Taking the man and all of the support equipment out of the inspection budget saves insurance costs, rig up and rig down time, and man power costs. More frequent and timely inspections may be performed at fractional costs by deploying a drone. One drone can survey hundreds of feet into the air and cover thousands of square feet in minutes. As the push to reduce costs gains momentum, more production and midstream companies have turned to the airborne eyes for help.

Maintenance is only part of the flying uses. A drone can quickly and easily provide real-time over view of an entire operation for security, emergency response or operations. The drone can be used to launch rescue efforts from platforms in “man overboard” situations and larger drones may even deploy lifesaving equipment. Security surveys form altitude can detect problems early for quick action. Special optics can provide information to operations decisions and allocations.

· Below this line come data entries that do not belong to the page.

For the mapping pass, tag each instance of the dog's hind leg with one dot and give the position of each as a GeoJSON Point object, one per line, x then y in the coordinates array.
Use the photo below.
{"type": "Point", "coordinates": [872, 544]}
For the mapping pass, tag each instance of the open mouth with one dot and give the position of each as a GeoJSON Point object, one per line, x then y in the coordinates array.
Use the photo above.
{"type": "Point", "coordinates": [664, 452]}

Implementation costs are low for an industry that spends millions of dollars to produce a well.  Regulation may be the obstacle. Federal rules require drone operators to meet special licensing and training requirements, and they must keep aircraft within line-of-sight and below 400 feet in altitude.

Easing of the flight restrictions will open more jobs to drones. Farther ranging surveys, larger payloads and automated flights over remote assets like pipelines or storage batteries are all tasks ready for drone implementation. The future is flying high for service drones.